Une assemblée restreinte pour cette rentrée 2021 en raison de la crise sanitaire DR JP

Parquet : de la bienveillance, sans angélisme

Durant la majeure partie de 2020, c’est Julien Pronier qui a représenté le ministère public aux audiences du tribunal de commerce d’Antibes. Mais depuis octobre, la fonction est assurée par Yoan Hibon, substitut du procureur près le tribunal judiciaire de Grasse. "Si jusqu’à présent la crise sanitaire ne s’est pas répercutée sur le nombre global d’ouvertures de procédures collectives, personne n’est dupe. Au cours des derniers mois, nous avons déjà pu constater que certaines activités étaient sinistrées", a-t-il indiqué lors de la rentrée solennelle, en rappelant l’efficacité des ordonnances gouvernementales pour soutenir l’économie. Même si une mesure, le PGE, "constitue une véritable bombe à retardement" à ses yeux. Face aux complications qui s’annoncent pour nombre de chefs d’entreprise, "il faudra faire preuve de bienveillance, mais pas d’angélisme", a-t-il insisté. Et de souligner que la régulation de l’ordre public économique, qui garantit "la protection des plus faibles et de ceux qui jouent le jeu", passe par la sanction.
Pour Yoan Hibon, 2021 sera un cap à franchir par "le cinq majeur" que forment le Parquet, les juges consulaires, le greffe, les mandataires et administrateurs judiciaires ainsi que les avocats. "Ce cap ne doit pas nous effrayer".
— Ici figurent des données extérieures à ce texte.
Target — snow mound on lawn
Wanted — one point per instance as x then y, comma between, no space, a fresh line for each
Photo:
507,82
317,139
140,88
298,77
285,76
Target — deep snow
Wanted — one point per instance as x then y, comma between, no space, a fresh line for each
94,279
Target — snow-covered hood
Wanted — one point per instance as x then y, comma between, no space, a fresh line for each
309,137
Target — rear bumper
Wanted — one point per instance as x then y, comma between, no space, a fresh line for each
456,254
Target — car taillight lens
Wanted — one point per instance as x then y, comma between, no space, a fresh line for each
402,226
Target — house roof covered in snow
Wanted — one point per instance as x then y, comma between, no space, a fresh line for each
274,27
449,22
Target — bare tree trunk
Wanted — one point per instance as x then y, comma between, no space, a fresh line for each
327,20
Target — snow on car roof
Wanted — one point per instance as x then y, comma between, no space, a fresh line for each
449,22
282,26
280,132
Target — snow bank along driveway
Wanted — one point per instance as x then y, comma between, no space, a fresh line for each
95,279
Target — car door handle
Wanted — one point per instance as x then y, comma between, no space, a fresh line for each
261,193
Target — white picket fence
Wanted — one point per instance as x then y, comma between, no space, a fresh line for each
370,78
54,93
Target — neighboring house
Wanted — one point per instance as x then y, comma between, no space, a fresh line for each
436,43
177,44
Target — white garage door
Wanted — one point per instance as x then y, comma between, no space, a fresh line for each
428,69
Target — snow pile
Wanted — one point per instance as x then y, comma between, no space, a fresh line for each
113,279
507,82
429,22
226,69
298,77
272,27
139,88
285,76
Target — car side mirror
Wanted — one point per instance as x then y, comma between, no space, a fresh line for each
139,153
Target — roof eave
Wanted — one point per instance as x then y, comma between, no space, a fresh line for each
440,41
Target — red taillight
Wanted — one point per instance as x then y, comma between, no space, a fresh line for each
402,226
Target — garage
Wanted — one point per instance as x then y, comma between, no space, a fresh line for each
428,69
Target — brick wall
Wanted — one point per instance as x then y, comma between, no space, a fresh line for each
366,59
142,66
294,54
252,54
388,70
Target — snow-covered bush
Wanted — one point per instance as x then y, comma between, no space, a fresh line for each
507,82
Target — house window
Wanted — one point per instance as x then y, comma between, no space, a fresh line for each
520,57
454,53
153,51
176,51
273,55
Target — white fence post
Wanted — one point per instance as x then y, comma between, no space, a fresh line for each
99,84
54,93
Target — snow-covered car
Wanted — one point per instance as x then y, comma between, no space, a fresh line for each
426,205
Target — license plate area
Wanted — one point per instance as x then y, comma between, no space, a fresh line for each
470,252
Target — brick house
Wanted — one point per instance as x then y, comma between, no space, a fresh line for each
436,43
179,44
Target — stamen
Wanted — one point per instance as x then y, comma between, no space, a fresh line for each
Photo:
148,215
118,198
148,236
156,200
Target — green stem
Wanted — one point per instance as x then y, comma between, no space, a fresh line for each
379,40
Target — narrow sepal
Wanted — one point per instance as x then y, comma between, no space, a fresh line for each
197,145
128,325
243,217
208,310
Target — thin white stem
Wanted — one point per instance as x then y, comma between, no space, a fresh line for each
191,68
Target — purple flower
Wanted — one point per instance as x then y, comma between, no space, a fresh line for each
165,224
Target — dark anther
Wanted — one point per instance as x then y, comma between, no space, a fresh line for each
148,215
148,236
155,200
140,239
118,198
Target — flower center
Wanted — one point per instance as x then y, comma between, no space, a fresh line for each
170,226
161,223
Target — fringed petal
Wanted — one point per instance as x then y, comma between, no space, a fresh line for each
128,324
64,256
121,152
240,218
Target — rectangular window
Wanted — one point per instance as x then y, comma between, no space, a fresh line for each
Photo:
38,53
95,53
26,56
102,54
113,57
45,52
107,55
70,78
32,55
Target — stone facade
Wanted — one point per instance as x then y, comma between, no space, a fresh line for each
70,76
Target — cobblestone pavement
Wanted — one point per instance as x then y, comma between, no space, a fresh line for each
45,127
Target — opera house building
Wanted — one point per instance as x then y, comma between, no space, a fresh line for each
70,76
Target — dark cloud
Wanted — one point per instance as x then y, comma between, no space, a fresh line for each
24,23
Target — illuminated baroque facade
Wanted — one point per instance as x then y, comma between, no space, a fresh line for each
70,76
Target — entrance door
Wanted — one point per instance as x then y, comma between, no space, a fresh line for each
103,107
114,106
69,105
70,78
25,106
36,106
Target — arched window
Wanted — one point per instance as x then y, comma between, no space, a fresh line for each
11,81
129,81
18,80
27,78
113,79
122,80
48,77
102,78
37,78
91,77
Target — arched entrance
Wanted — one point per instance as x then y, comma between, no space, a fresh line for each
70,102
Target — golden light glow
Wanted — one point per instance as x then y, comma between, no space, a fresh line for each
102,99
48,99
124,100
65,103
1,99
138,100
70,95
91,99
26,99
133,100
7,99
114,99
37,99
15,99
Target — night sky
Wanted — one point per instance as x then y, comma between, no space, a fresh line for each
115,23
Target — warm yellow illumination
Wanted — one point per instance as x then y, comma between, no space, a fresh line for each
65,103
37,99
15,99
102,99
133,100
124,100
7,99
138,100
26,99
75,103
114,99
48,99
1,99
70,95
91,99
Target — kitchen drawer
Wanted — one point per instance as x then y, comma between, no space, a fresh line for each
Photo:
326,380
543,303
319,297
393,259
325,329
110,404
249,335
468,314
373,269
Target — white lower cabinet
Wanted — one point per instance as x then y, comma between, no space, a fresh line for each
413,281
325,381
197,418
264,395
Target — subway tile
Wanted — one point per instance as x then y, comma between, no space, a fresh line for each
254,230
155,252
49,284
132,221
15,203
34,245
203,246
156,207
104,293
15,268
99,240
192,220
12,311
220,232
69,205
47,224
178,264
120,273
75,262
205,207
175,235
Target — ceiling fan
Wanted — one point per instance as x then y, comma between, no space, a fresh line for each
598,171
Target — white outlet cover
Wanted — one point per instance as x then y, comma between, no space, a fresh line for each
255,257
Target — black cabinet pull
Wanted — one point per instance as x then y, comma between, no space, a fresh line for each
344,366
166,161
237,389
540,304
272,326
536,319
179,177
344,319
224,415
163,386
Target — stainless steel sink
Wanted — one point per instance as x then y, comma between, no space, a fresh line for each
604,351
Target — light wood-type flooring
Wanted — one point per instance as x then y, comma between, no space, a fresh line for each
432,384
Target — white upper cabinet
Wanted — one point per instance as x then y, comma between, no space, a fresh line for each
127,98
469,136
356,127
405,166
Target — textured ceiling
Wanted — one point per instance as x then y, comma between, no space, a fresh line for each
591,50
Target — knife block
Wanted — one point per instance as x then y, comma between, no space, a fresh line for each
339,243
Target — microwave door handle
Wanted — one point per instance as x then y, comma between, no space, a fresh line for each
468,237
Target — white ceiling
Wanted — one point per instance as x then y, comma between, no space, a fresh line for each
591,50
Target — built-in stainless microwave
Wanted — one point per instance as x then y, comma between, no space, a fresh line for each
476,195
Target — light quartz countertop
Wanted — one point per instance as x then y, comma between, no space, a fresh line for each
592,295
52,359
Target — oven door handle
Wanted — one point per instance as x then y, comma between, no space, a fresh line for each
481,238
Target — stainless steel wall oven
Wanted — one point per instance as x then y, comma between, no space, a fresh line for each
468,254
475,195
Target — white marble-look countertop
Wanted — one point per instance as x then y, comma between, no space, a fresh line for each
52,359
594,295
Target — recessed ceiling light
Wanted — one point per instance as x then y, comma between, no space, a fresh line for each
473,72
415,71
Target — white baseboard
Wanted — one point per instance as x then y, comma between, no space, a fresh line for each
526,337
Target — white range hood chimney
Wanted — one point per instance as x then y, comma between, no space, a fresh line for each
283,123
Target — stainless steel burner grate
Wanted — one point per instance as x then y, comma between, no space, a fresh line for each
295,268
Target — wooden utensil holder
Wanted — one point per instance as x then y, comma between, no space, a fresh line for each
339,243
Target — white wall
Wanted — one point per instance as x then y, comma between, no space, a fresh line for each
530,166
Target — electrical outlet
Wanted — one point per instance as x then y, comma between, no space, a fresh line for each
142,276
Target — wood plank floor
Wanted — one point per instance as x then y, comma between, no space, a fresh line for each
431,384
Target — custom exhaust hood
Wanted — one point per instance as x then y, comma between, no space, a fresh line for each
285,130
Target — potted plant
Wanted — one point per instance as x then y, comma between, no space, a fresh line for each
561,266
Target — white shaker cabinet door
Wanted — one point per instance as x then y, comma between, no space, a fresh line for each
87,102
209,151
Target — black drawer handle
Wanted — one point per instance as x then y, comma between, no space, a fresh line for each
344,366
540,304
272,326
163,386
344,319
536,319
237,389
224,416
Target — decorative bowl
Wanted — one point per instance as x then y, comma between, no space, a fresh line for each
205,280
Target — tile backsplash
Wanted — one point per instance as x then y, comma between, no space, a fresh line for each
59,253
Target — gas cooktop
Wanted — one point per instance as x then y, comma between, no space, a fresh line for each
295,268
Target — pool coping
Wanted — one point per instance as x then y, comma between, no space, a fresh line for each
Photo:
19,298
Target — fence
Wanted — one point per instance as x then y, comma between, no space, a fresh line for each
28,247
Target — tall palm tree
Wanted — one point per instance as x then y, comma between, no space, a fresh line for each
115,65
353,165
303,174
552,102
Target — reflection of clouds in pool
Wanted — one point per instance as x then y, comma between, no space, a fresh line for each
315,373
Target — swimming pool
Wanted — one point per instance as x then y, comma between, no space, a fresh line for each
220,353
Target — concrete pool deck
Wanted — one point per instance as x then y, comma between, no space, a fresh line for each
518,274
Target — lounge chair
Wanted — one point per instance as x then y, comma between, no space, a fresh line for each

Barreau de Grasse : opération solidarité

Le bâtonnier Fabrice Maurel a tenu à rappeler les actions de solidarité initiées par les avocats du Barreau de Grasse depuis le début de la crise sanitaire. Après le soutien apporté aux victimes de violences intrafamiliales durant le confinement, après l’aide aux soignants via des permanences dans les hôpitaux, c’est désormais au chevet de l’économie que la profession se place. "Le Barreau de Grasse a fait le choix d’être encore présent et solidaire envers ceux qui sont dans la détresse", a-t-il indiqué, en annonçant le lancement d’une opération mobilisant gratuitement les avocats "auprès des entreprises désireuses de savoir si elles peuvent actionner leur garantie d’assurance de perte d’exploitation". Une intervention similaire est prévue auprès des bailleurs "pour solliciter un abandon des loyers".
Et le bâtonnier Maurel d’évoquer ensuite les mesures de sauvegarde et de redressement judiciaire. "Il me semble utile d’informer largement les entrepreneurs des avantages de ces procédures. Le Barreau de Grasse pourrait proposer un service d’information", a-t-il déclaré, avant d’inviter le tribunal de commerce d’Antibes à s’investir à ses côtés dans les dossiers de la dématérialisation et des modes alternatifs de règlement des différends.